THE INVESTMENT STRATEGY LETTER
The continuing saga of looking for a top in the markets
WE ARE NOT NUMBER ONE, BUT WE COULD BE
The markets are once again pretty flat with the exception of Japan which was down 3% yesterday. The S&P index made a lethargic new all time high by rising 1.5 points. This dullness of our markets is not a good sign, particularly because hedge funds usually do buying toward the end of the year to increase their profits. My concerns have been voiced over the last week or so of market comments. I continue to be concerned that the market is topping. It’s not that earnings are bad or that there are any major problems. It’s just something that happens every now and then when the lack of momentum can set off a decline that has trouble stopping. However,there are some academic pitfalls that are accumulating, such as the breath that I see leaving the market, by all income increases going to the top 1%. That negative may show up at any time.

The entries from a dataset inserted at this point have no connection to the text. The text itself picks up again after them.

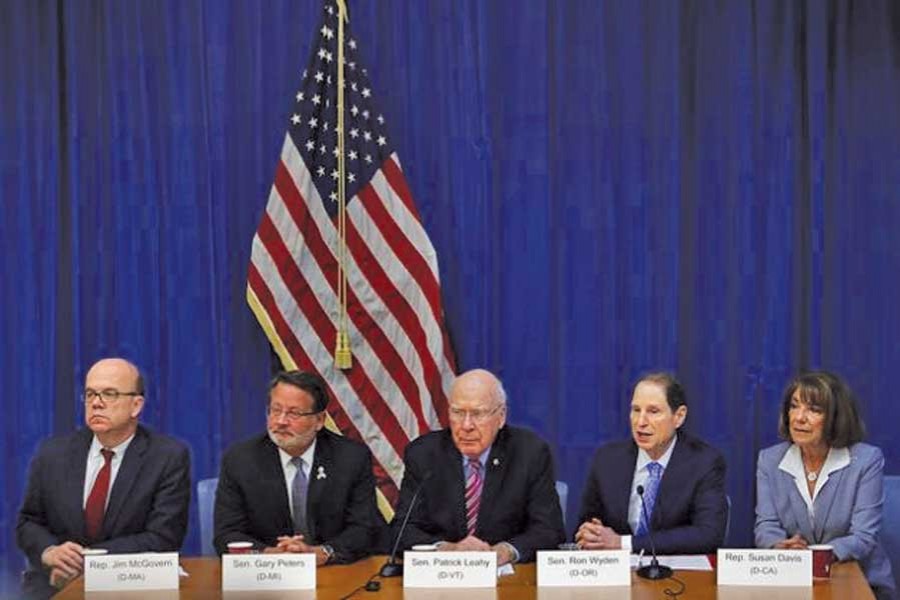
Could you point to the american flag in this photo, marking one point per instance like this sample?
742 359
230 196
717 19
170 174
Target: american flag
403 363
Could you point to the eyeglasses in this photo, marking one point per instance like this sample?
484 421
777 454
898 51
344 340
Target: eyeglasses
109 395
478 416
276 412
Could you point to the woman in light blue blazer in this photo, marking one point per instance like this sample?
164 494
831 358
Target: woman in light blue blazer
823 485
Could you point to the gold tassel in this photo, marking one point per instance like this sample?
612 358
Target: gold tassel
343 358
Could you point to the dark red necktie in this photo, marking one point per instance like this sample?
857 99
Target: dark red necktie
96 505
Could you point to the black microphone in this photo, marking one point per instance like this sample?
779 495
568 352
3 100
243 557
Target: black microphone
654 570
392 568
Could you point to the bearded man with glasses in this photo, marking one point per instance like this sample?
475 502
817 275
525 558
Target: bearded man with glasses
115 485
482 484
298 487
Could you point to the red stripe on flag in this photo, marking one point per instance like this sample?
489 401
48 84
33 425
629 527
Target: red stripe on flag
303 362
406 253
321 324
394 365
407 317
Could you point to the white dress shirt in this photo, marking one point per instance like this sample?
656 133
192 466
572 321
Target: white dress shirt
641 474
95 463
290 470
792 463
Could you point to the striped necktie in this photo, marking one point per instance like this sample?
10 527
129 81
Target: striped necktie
298 496
474 484
96 504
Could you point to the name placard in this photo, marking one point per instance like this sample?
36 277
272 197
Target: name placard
583 568
784 568
449 569
123 572
241 572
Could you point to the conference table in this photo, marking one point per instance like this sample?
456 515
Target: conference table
334 582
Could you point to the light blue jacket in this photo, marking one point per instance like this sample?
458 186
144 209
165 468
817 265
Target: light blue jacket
848 509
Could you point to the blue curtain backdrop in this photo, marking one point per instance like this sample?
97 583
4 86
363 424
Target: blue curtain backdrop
708 187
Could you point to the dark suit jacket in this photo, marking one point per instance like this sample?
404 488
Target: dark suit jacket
252 499
519 504
147 509
690 512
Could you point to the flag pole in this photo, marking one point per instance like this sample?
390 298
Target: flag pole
343 359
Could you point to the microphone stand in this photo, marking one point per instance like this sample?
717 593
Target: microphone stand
392 568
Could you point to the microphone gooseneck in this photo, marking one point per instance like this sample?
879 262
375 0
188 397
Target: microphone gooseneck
654 570
392 568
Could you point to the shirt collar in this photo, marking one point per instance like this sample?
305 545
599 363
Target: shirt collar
119 450
644 458
792 462
482 458
307 456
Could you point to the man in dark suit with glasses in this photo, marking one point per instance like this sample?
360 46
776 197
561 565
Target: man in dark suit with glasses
298 487
115 485
483 485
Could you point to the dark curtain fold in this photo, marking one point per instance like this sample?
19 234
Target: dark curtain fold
612 187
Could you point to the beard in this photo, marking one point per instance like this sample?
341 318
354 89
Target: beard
292 442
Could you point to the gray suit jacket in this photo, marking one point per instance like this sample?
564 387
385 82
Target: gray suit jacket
847 508
147 509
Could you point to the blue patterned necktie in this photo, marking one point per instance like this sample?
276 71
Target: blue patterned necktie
650 490
298 497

The latest Social Progress Index has just been announced. The US ranks 16th overall, ranks 70th in health, 69th and in echo systems sustainability, 39th in basic education, 34th in access to water and sanitation and 31st and personal safety. Even access to cell phones and the Internet ranks us at a disappointing 23rd, partially because one of Americans in five lacks Internet access. The winners are New Zealand number one, followed by Switzerland, Iceland, the Netherlands and  Canada. All are somewhat poorer than America per capita, yet they appear to do a better job of meeting the needs of their people, including free healthcare and reasonably priced colleges. Some politicians who propose cuts in Medicare and ending Obama Care and reducing food stamps and public services believe that such trends could boost America’s competitiveness. However, looking at this report, it seems that the opposite is true. In America, capitalism spiritual home, a survey conducted in 2013 found that just 54% had a positive view of the term. This seems to be the case because the benefits of capitalism have recently only gone to the top 1%. There seems to be a crisis in confidence as the Supreme Court has a ranking of only 30% public schools 26%, the criminal justice system 23% and Congress 7%. The recent election showed just how unsatisfied people are. They voted for change, but change is unlikely to come. Since Citizens United, that declared corporations are people, most changes in government is dictated by donors and election contributions. A recent Princeton study has shown that public opinion has no effect on the outcome of an issue in Congress, whether there is 0% approval or 100% approval, the line of accomplishment is flatlined. Donor power has taken over the rights of ‘we the people’. The current illusion that voters are being heard and are connected will soon diminish in my opinion. The risk now is that voters of both parties may pursue policies which damage the common good.